Le vieil astre rentra nerveusement ses mains sous son scapulaire blanc :

— Mais les conséquences ?

— Je n'en sais rien... Je ne reconnais plus l'aura de notre reine bien-aimée. Ni son comportement excessif, d'ailleurs.

— Elle doit à tout prix recouvrer la raison !

L'impatience et l'exaspération du conseiller fit sourire le médecin :

— Proposez-lui des vacances, ou au moins quelques loisirs pour qu'elles puissent se changer les idées.

Handelë demeura sceptique :

— Elle rêve de partir en guerre. Je doute qu'une chasse ou une dégustation ne soit bien reçue...

— Luinil sait bien qu'elle est incapable de se battre dans cet état. Elle a perdu des forces et son Vala a été violemment atteint. Il lui faudra encore cinq mois avant de retrouver sa santé initiale.

— Cela ne nous laisse guère de temps pour la remettre d'aplomb.

— C'est pour ça que je suis là !

Le vieil astre secoua la tête devant l'optimisme permanent de son interlocuteur.
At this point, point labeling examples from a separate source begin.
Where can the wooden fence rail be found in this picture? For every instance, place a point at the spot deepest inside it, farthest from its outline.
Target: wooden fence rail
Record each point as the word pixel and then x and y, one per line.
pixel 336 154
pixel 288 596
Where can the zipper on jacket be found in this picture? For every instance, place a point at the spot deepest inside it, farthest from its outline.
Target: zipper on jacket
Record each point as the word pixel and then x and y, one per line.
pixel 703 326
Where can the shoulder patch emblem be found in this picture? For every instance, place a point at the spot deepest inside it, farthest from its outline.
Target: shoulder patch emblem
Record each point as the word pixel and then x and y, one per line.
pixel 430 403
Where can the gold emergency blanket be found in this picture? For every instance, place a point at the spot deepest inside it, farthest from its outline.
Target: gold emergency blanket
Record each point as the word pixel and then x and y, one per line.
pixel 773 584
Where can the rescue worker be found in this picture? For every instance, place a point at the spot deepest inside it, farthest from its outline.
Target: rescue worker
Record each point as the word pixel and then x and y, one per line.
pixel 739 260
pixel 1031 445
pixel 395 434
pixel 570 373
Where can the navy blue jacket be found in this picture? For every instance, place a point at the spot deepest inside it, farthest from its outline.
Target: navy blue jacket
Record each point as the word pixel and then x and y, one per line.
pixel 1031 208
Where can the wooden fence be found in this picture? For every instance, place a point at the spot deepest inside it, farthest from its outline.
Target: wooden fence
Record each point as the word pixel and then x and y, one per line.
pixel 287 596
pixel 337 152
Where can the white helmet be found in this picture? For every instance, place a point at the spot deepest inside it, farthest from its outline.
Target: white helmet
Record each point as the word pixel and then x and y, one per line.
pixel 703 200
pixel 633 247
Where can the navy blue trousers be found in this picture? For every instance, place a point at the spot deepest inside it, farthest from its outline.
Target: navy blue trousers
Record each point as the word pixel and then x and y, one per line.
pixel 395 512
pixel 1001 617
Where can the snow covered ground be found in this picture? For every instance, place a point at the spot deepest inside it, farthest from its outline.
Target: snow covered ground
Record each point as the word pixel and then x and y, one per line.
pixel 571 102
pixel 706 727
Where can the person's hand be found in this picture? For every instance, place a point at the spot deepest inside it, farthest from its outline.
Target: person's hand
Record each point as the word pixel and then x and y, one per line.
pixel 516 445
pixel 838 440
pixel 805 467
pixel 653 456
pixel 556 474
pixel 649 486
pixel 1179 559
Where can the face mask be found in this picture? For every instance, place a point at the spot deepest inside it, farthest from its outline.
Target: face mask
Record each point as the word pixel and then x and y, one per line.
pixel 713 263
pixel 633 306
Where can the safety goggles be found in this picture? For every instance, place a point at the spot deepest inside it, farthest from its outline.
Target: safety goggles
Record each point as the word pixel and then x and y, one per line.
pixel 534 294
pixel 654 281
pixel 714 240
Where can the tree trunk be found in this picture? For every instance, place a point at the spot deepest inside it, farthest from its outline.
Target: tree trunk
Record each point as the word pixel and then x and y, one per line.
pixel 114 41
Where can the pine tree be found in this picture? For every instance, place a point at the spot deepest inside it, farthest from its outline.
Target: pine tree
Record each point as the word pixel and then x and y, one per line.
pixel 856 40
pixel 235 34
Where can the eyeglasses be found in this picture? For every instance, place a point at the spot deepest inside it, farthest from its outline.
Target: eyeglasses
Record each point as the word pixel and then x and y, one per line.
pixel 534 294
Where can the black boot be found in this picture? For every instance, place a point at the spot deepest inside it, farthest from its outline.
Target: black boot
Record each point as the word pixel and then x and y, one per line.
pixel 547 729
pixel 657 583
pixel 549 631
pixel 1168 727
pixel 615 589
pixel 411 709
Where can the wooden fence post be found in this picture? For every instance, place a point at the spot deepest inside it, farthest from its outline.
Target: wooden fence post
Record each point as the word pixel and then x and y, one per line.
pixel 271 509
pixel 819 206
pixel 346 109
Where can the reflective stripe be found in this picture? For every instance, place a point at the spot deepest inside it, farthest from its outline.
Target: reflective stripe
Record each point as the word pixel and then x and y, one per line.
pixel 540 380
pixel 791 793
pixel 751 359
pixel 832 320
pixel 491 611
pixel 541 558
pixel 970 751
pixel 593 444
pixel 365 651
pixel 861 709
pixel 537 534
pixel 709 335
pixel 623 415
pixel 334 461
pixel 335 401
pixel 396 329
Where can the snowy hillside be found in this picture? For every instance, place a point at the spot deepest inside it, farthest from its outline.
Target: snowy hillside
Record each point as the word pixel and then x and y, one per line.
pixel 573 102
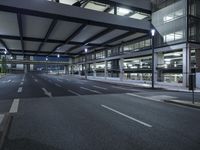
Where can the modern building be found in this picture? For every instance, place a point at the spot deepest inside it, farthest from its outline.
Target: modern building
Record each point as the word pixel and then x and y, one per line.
pixel 109 38
pixel 176 45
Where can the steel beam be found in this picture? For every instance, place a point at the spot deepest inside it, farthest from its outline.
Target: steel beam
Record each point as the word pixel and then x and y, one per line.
pixel 51 27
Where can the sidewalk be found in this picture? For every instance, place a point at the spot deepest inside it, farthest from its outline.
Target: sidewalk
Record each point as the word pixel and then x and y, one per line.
pixel 167 86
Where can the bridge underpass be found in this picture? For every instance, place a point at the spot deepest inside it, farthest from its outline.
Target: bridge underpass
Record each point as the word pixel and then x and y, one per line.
pixel 64 110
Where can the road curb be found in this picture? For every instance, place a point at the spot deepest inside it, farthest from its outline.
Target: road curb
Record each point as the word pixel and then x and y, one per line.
pixel 4 128
pixel 182 103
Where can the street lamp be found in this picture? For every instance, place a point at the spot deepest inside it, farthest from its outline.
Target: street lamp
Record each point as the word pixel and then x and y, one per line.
pixel 58 56
pixel 46 64
pixel 5 52
pixel 153 31
pixel 86 50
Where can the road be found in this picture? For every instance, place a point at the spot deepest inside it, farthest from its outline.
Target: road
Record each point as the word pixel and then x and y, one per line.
pixel 69 113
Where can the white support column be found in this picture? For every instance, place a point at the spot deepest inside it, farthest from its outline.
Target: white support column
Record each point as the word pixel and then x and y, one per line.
pixel 186 66
pixel 25 68
pixel 121 68
pixel 158 61
pixel 79 70
pixel 106 70
pixel 94 71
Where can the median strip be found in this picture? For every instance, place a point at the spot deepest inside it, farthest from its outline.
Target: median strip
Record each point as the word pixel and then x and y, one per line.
pixel 129 117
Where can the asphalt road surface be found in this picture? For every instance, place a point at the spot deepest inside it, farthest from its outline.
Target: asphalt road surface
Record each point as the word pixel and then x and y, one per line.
pixel 70 113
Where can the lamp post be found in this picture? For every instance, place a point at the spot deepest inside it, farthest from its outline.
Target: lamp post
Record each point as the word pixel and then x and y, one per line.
pixel 85 50
pixel 58 56
pixel 5 52
pixel 153 31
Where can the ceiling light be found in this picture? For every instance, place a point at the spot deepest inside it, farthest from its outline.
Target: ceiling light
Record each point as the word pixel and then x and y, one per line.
pixel 124 11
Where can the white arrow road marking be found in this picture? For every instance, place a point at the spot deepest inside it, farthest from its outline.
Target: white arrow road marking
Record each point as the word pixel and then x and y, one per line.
pixel 129 117
pixel 90 90
pixel 19 89
pixel 98 87
pixel 14 106
pixel 47 93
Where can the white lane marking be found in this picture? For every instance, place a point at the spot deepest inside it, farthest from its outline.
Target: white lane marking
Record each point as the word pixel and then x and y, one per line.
pixel 47 93
pixel 129 117
pixel 94 91
pixel 1 118
pixel 121 88
pixel 19 89
pixel 58 85
pixel 99 87
pixel 15 105
pixel 74 92
pixel 143 97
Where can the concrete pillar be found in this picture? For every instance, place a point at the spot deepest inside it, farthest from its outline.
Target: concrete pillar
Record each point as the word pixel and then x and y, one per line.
pixel 94 71
pixel 106 70
pixel 197 53
pixel 79 70
pixel 121 68
pixel 65 69
pixel 158 63
pixel 25 68
pixel 186 66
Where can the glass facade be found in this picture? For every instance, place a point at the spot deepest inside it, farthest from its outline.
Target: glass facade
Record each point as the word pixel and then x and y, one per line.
pixel 171 23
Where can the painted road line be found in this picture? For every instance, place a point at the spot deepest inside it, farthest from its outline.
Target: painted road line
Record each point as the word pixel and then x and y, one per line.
pixel 94 91
pixel 129 117
pixel 14 106
pixel 74 92
pixel 58 85
pixel 121 88
pixel 19 89
pixel 143 97
pixel 98 87
pixel 47 93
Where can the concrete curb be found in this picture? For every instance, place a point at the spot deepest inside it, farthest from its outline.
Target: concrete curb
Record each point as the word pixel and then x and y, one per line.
pixel 4 128
pixel 182 103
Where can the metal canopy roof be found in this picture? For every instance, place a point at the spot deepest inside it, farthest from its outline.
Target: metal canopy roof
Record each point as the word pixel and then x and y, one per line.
pixel 39 27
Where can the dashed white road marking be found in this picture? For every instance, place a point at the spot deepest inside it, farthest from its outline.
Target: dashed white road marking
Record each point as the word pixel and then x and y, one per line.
pixel 143 97
pixel 74 92
pixel 19 89
pixel 121 88
pixel 94 91
pixel 99 87
pixel 14 106
pixel 129 117
pixel 47 93
pixel 58 85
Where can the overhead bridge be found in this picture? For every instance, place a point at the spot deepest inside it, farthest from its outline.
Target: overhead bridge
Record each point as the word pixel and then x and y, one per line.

En attendant, la Reine Vierge se complaisait dans les écartèlements et les exécutions de fosse.

Les aratayas n'avaient jamais autant dévoré de sujets en l'espace de si peu de temps. Sans doute tous ces carnages calmaient la haine accablante du nouveau tyran. Comme si reproduire le sort de son agresseur sur d'autres pouvait la conforter et lui faire oublier sa faiblesse.

Cependant, une question persistait dans la tête d'Handelë : pourquoi le prince Morgal n'avait-il pas profité de l'instant pour égorger Luinil ? La plonger dans la folie lui avait-il paru plus judicieux et cruel qu'une mort subite ?

Avec le recul, les conséquences demeuraient sans doute bien plus terribles à présent. Arminassë perdrait de sa crédibilité et les mauvais choix de la reine conduiraient à la chute du royaume.

Handelë soupira : comment pouvait-il regretter la survie de la femme qui lui était la plus chère ? Malheureusement, il peinait à la reconnaitre. Marquée par la perfidie de l'elfe, elle semblait trainer avec elle une terrible malédiction qui la conduisait droit vers un gouffre sans fin.